Many Republicans, including members of the Health, Education, Labor, and Pensions Committee, responded to the CBO’s devastating report by saying it is finally time to start over and work with Democrats on bipartisan health legislation. They said that they would rather have an open, process under regular order, including committee hearings and markups:

 

“Would I have preferred a more open process?
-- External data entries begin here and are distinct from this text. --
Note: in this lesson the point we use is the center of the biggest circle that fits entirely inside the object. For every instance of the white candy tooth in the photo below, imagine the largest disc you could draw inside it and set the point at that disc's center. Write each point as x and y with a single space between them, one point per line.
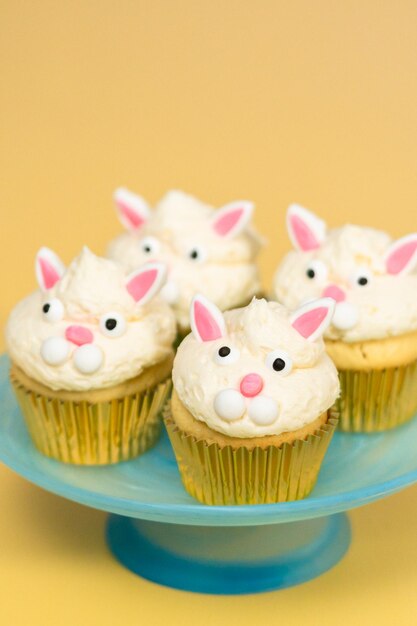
88 358
55 350
229 405
263 410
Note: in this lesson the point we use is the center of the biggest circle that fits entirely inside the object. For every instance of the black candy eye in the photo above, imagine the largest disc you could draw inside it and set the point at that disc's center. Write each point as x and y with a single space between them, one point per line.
111 323
53 310
279 361
226 355
278 365
197 254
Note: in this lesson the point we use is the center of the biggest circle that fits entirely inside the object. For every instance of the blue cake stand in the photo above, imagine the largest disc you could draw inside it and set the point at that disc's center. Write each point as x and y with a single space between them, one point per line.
159 532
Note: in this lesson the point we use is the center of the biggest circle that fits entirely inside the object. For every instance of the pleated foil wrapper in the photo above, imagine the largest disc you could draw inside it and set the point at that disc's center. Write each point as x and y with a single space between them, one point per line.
222 475
101 433
377 400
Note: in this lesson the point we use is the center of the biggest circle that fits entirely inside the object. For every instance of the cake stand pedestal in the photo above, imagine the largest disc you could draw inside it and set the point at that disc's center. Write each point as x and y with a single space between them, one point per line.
159 532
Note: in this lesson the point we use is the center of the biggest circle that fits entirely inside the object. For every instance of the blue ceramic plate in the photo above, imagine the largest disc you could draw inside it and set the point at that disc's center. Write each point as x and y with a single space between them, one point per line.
357 469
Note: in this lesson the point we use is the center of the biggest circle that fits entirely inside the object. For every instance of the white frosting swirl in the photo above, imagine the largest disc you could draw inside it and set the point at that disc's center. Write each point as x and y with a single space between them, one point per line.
225 270
385 306
247 397
90 288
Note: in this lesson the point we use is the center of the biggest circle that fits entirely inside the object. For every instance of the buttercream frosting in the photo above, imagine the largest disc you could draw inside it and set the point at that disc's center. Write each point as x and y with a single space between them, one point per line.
206 250
250 372
95 327
371 277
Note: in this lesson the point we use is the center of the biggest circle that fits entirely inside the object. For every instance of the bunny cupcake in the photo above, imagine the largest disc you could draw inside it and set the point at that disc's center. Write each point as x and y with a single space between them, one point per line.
208 251
373 335
91 358
249 418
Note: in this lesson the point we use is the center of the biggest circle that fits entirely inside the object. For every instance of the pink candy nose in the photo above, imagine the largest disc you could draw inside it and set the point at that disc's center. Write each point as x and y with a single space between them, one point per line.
79 335
333 291
251 385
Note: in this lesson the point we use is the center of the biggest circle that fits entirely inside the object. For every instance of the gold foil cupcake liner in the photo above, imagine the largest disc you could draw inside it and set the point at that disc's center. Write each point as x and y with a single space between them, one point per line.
377 400
222 475
100 433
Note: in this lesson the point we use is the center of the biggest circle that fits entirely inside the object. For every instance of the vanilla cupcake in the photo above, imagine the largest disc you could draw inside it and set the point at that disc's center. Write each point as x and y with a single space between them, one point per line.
91 357
249 418
206 251
373 335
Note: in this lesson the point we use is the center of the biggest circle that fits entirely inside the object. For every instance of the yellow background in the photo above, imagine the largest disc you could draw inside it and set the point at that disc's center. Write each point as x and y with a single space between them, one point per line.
267 100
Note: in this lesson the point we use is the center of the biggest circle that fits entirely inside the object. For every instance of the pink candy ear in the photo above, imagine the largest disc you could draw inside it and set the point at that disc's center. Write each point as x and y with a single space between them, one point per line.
312 319
401 256
207 321
48 268
230 220
133 211
306 230
144 284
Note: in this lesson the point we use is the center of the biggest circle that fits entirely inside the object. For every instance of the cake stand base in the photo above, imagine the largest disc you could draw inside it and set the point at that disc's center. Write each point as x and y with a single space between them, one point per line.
229 560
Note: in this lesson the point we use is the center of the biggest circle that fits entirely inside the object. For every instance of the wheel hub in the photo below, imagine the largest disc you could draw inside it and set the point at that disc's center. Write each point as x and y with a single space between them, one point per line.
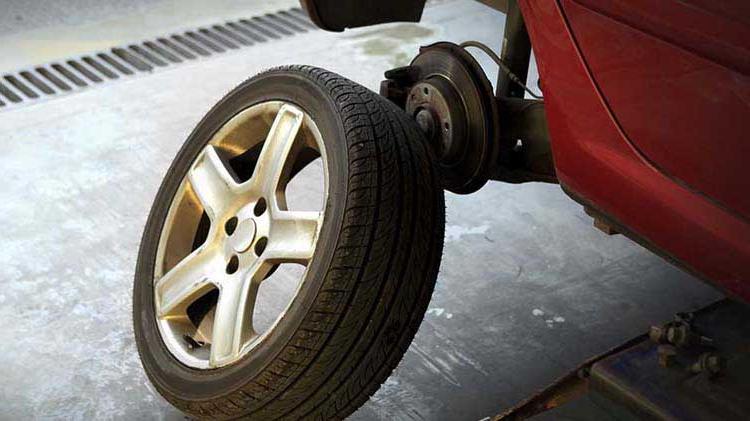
448 94
249 231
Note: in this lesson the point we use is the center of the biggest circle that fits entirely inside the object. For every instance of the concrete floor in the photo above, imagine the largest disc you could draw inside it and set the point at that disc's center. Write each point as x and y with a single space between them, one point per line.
527 288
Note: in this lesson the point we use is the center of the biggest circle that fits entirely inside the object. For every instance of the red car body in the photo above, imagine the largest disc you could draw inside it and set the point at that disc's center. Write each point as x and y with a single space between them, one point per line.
648 108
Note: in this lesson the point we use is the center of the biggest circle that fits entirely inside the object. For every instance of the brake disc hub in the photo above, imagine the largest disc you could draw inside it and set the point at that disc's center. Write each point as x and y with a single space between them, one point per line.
446 91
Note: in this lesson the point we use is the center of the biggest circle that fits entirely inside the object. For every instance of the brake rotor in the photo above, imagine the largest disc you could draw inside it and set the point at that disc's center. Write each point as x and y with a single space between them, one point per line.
453 102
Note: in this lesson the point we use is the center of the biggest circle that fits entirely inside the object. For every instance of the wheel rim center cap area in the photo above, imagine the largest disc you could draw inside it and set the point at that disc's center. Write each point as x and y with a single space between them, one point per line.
243 236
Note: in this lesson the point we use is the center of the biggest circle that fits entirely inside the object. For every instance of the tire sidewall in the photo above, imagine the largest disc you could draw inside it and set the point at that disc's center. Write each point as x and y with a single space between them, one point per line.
164 370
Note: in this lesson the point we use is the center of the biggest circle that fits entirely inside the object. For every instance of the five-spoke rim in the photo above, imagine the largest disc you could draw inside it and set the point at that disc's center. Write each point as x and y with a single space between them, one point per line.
224 235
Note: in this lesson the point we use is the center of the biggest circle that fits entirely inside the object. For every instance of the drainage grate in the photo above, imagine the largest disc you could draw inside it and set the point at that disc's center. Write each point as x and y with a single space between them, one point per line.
71 75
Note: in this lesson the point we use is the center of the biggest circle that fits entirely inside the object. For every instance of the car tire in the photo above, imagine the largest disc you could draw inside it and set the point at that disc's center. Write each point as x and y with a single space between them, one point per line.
367 285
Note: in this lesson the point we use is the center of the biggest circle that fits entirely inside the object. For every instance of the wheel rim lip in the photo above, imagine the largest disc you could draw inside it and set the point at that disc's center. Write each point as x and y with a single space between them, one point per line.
166 331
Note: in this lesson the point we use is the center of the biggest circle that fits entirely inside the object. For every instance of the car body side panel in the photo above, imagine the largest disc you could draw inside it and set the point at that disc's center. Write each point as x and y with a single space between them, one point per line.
676 79
596 160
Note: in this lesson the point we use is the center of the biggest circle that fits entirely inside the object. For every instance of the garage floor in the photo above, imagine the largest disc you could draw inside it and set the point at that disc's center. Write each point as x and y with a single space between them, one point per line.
527 288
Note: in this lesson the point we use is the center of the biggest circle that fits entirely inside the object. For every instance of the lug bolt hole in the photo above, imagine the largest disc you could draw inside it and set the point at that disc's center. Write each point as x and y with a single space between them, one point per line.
260 207
230 225
233 264
260 245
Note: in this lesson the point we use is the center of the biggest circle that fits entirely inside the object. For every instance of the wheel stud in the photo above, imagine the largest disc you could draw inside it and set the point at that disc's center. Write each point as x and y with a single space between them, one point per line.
260 207
234 263
230 225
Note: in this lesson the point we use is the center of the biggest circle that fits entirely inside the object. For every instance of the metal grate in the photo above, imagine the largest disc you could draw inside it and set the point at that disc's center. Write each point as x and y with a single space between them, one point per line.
75 74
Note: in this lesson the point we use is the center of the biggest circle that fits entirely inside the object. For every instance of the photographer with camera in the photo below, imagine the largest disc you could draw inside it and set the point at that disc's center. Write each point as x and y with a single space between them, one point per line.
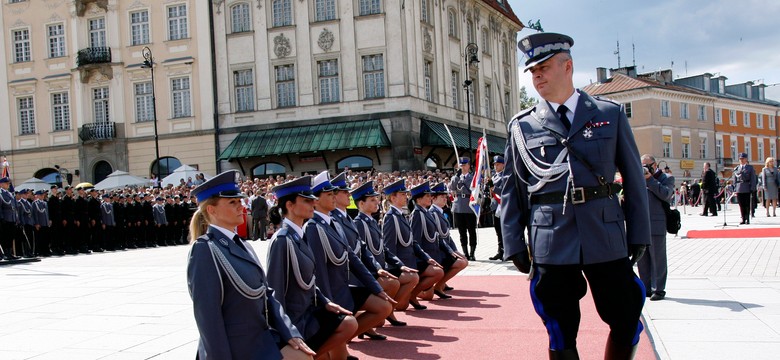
744 183
652 266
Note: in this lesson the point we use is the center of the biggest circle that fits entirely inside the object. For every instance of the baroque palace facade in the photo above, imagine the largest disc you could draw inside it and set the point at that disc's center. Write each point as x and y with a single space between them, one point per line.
79 100
685 122
263 86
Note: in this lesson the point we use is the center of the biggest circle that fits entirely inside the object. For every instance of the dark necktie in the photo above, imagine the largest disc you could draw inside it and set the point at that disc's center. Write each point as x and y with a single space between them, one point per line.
238 242
564 119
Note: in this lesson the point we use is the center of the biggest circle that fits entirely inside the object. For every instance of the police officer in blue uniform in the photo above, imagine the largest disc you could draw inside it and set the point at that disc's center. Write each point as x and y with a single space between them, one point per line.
325 325
237 314
744 184
561 158
496 184
465 219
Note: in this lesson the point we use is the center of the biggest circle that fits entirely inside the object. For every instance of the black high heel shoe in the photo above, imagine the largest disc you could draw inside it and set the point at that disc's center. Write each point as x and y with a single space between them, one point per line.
417 306
395 322
442 295
372 336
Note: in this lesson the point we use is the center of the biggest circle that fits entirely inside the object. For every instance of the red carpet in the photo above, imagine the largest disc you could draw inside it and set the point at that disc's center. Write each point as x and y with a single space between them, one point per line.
490 317
733 233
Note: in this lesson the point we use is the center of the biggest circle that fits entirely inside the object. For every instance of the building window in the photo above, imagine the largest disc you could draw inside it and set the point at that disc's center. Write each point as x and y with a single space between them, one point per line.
368 7
177 22
684 111
60 111
428 79
180 93
240 17
702 113
56 40
282 12
470 32
97 33
452 23
488 103
455 88
285 85
667 149
244 82
702 148
374 76
100 105
139 27
485 41
22 45
665 111
425 11
26 115
144 103
325 10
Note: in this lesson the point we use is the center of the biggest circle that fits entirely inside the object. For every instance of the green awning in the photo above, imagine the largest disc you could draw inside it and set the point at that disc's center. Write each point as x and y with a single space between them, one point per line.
435 134
307 139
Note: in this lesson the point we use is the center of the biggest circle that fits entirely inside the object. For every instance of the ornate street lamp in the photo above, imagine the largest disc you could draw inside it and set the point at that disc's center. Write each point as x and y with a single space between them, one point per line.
471 60
149 64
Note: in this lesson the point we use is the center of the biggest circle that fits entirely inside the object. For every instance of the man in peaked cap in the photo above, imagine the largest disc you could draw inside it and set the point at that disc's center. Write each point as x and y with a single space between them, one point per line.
561 157
744 183
496 183
465 219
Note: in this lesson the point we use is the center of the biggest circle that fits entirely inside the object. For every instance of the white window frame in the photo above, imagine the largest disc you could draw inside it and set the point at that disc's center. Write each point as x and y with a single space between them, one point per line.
181 97
26 114
22 48
139 27
240 17
144 101
373 76
281 13
60 111
285 85
244 89
178 21
101 105
56 40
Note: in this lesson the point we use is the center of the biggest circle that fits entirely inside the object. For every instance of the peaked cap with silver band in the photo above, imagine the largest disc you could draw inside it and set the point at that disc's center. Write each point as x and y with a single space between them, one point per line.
540 47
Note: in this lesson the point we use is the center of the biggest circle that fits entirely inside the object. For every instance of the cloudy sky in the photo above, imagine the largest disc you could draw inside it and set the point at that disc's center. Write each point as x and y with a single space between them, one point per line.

The answer is yes.” – Senator Cassidy

 

“I would have preferred that it go through committee.” - Senator Paul

 

“This is not for Republicans to fix or Democrats to fix – this is for us as Americans to fix.” – Senator Murkowski

 

“I want to work with my GOP and Democratic colleagues to fix the flaws in the ACA.” Senator Collins

 

The nation’s governors agree. In a letter to Senators McConnell and Schumer earlier this month, a group of three Republican and four Democratic governors wrote, “while we certainly agree that reforms need to be made to our nation’s health care system, as Governors from both sides of the political aisle, we feel that true and lasting reforms are best approached by finding common ground in a bipartisan fashion.”

 

In May, Senator Wyden and I wrote to you and Senator Hatch asking for a public hearing on Trumpcare. The American public has rejected Trumpcare’s higher costs and reduced access, and I renew that request to hold hearings that allow Democrats, Republicans, patients, and families to fully scrutinize and debate Trumpcare, and continue urging you and your colleagues to drop this disastrous legislation, stop sabotaging families’ health care, and join Democrats in working on health care policies that actually help lower families’ costs, expand coverage, and strengthen quality of care.